Jerome Washington is the only African American faculty member and a teacher of Latin at the prestigious Chelsea. He comes to Chelsea to escape life defined by race, as he had known it to be, and to pursue excellence and comfort in the ideas and standards of the ancient philosophers of Rome and the traditions of Chelsea. Rashid Bryson, a fourteen year-old boy from New York City comes into an unfamiliar environment of Chelsea with fear and a heavy heart looking to Mr. Washington as a possible salvation. Jana Hansen is a new teacher at Chelsea who has seemingly taken an interest in both Jerome and Rashid; Jerome as a potential mate and Rashid as a student with potential. As they get to know each other all three soon find out when one is in unfamiliar territory one should have no expectations. Their journey together is plagued with certain expectations misdirected in the midst of their own personal losses. When their issues lead up to a powerful, and anticipated confrontation we find that the results are unexpected but ultimately not surprising.
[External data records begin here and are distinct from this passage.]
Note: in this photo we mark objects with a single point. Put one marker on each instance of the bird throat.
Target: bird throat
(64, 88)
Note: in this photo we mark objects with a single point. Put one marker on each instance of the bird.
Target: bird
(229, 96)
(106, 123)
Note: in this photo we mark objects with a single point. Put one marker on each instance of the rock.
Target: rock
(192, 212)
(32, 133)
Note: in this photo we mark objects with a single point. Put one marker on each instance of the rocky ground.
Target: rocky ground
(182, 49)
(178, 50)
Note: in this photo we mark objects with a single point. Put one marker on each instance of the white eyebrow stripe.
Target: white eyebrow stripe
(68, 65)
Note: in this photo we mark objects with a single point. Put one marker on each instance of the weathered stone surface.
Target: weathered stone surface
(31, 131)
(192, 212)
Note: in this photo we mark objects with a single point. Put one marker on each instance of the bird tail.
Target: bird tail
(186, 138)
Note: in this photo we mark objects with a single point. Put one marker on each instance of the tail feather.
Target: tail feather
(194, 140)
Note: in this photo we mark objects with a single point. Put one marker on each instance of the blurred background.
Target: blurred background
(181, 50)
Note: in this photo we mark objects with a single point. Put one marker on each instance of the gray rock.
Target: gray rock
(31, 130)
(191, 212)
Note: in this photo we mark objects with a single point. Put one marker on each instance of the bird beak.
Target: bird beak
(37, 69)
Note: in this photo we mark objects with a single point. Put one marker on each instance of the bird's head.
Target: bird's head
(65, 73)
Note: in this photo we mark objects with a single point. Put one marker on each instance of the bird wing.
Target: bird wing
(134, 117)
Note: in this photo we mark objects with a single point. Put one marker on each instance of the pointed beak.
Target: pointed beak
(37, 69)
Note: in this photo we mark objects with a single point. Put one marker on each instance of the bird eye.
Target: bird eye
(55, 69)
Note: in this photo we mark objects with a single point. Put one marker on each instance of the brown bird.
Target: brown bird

This book is complex and layered. There are so many things that could be discussed that one review couldn't cover it all. I can fully see this book as required reading in an English, Philosophy, or Sociology class in high school and college. It is beautifully written and unhurried. The only thing that keeps this book from a 5 star rating is my personal issue with how certain relationships within the book were portrayed. Aside from this, The Fall of Rome by Martha Southgate is a highly recommended read.